A brief perusal of news coverage reveals some interesting ethical themes in this case, namely, the sentiment that (1) invasive practices have always existed in the news world, making technology the only real difference here, and (2) the editors were correct to turn a blind eye, because such “plausible deniability” protects both the editor and the newspaper as a whole. Both themes carry an important message for the legal community. The former addresses traditional, albeit questionable, practices that not only survive but are emboldened by modern technologies. A reporter who once peered through celebrity windows can now record private phone calls and messages from a remote location. Lawyers who once scoured any documentation for a hint into opposing counsel’s strategy or weak points must now consider regional ethics rules governing the sending, seeking out or viewing of inadvertently disclosed information. It may be true – in both publication and law – that technology is the only difference, but it’s certainly a big difference. Not so many years ago, a reporter would have to break into a person’s home to listen to voicemail messages. Likewise, before the advent of metadata, a lawyer would have to break into someone’s office to read the redlining on a contract.
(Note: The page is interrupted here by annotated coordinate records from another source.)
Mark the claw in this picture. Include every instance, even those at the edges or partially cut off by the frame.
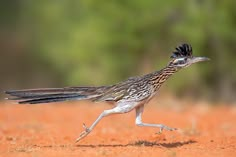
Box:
[157,125,177,134]
[75,123,90,143]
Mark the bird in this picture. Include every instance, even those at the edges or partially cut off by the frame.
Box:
[5,43,210,142]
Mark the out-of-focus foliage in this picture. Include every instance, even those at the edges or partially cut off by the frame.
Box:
[1,0,236,100]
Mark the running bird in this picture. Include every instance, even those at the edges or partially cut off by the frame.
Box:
[5,44,209,142]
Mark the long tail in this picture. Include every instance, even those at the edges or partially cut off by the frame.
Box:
[5,86,109,104]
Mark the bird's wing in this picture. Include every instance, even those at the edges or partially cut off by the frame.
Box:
[5,86,109,104]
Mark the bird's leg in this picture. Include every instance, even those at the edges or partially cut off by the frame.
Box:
[76,106,131,142]
[135,105,176,134]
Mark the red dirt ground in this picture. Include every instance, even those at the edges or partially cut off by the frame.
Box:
[0,101,236,157]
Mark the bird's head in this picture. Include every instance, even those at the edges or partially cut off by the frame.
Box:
[169,44,210,68]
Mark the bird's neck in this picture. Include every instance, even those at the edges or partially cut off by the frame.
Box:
[151,65,179,91]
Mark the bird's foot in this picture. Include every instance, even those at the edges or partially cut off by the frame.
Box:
[75,123,91,143]
[157,125,177,134]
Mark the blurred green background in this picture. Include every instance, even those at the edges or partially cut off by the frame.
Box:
[0,0,236,102]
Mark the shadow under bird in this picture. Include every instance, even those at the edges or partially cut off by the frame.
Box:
[5,44,209,142]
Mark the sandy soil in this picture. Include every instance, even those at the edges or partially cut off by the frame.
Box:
[0,102,236,157]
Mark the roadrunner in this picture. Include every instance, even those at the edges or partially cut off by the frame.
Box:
[5,44,209,142]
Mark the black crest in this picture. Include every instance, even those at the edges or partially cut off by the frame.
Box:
[171,44,193,58]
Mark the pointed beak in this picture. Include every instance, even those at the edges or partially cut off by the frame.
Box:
[190,57,210,64]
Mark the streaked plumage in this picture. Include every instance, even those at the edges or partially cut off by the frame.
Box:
[5,44,208,141]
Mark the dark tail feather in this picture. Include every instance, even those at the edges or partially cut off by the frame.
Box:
[18,96,86,104]
[5,87,108,104]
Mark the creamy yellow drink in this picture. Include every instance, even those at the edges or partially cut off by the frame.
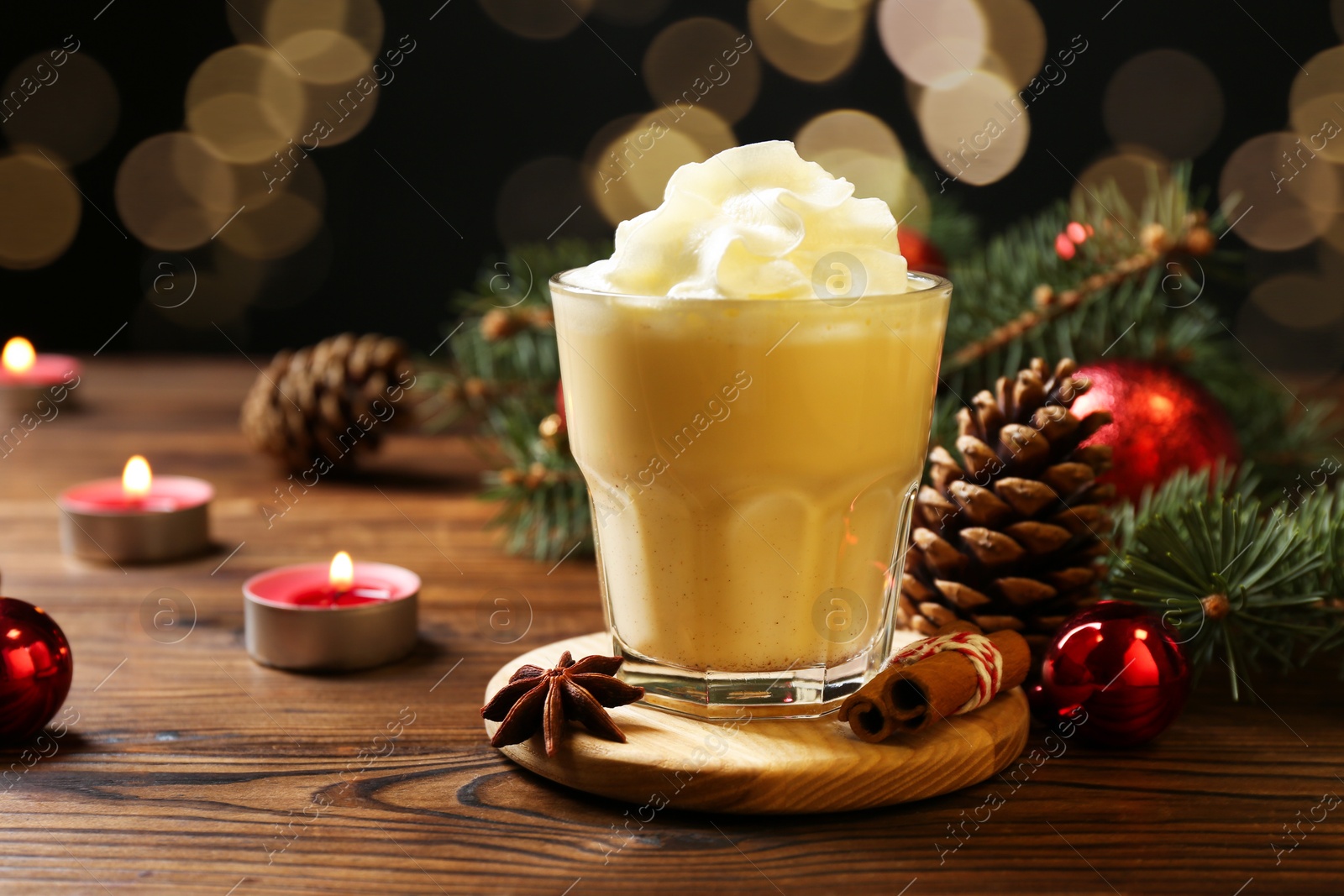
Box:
[551,143,950,715]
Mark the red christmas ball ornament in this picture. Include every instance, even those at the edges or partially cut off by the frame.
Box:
[1073,360,1242,500]
[1040,600,1189,747]
[896,227,948,274]
[0,598,74,744]
[555,380,570,432]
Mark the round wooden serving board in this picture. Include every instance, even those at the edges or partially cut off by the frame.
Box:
[486,632,1030,813]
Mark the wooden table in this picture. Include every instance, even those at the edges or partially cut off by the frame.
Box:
[0,360,1344,896]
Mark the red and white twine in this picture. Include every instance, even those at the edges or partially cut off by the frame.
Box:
[891,631,1004,715]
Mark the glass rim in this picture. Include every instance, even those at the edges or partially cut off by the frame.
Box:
[549,267,952,307]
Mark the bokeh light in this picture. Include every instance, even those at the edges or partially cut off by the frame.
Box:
[218,159,327,259]
[1218,130,1340,251]
[495,156,610,246]
[1252,271,1344,329]
[643,16,761,123]
[276,29,374,85]
[795,109,910,210]
[878,0,989,86]
[593,0,672,25]
[1288,47,1344,163]
[748,0,871,83]
[186,45,307,163]
[916,71,1031,186]
[976,0,1046,90]
[0,51,121,165]
[282,63,383,147]
[1102,50,1223,159]
[114,132,242,251]
[1071,146,1171,215]
[224,0,385,57]
[477,0,594,40]
[583,106,735,224]
[0,152,82,270]
[1234,288,1344,387]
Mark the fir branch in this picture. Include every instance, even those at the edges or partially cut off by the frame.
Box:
[1111,480,1344,700]
[452,240,612,562]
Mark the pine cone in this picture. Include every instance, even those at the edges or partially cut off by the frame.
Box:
[896,358,1116,656]
[240,333,414,473]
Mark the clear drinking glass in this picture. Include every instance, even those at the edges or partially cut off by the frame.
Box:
[551,273,952,717]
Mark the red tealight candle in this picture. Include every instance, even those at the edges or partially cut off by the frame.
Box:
[244,551,421,672]
[56,454,215,563]
[0,336,79,405]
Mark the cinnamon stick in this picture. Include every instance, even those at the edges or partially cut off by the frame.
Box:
[840,622,1031,743]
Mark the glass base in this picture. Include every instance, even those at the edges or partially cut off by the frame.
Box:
[612,636,875,721]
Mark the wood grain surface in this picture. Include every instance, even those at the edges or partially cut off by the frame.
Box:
[486,631,1028,815]
[0,359,1344,896]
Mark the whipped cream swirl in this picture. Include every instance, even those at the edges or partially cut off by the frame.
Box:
[569,139,906,298]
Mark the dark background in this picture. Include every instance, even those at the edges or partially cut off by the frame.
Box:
[0,0,1340,352]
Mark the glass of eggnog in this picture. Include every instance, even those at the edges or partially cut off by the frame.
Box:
[549,141,952,719]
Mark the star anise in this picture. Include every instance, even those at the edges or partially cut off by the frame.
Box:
[481,650,643,757]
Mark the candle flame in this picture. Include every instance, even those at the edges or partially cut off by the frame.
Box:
[328,551,354,591]
[121,454,155,498]
[0,336,38,374]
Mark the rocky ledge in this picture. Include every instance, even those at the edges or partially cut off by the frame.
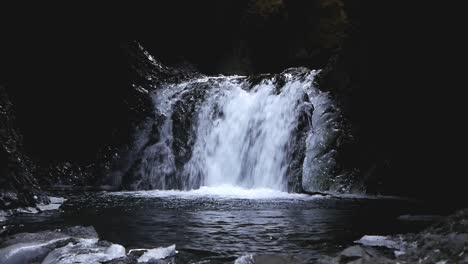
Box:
[320,209,468,264]
[0,226,177,264]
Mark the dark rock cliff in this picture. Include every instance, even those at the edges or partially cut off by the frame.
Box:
[0,86,46,210]
[0,0,466,206]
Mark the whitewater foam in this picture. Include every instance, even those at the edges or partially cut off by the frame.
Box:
[110,185,316,200]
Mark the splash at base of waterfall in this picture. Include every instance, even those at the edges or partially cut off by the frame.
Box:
[111,184,314,200]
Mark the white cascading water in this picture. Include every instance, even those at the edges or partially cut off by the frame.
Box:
[124,69,339,194]
[185,75,305,191]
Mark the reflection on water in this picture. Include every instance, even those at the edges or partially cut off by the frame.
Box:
[4,188,436,263]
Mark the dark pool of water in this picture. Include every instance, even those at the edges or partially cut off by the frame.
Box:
[3,193,440,263]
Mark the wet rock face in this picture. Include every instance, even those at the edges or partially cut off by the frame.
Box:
[320,209,468,264]
[0,226,177,264]
[0,86,38,210]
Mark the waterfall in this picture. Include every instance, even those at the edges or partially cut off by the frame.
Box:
[122,68,346,192]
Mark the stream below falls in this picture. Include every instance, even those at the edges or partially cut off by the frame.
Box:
[2,186,433,263]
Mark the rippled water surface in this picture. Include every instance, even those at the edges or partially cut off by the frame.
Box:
[4,187,436,263]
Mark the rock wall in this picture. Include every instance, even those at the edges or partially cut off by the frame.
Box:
[0,86,45,210]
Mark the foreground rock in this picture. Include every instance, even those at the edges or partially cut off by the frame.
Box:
[0,226,177,264]
[321,209,468,264]
[0,86,48,210]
Accepted practices or habits, in any field, require reexamination in light of current capabilities.
The latter theme of plausible deniability – the current and seeming only defense of both former and standing editors of Rupert Murdoch’s news organization – would hardly fly in electronic discovery circles. Take for example the Qualcomm case, in which severe discovery violations by both internal and outside counsel inspired the court to invoke the rules of professional conduct and refer six lawyers to the California State Bar for disciplinary proceedings. Or consider the recent Legal Ethics Opinion issued by the San Diego County Bar Association, prohibiting counsel from sending a “friend request” to opposing parties through social media sites.
With the advent of the UK Bribery Act (making corporations and senior executives personally liable for acts of bribery occurring on their watch) among other examples, the “ignorance” defense to unethical practices in any industry may now be a thing of the past. Either way, the outcome of the News of the World prosecutions will no doubt provide food for thought for those of us who work with the legalities of data every day.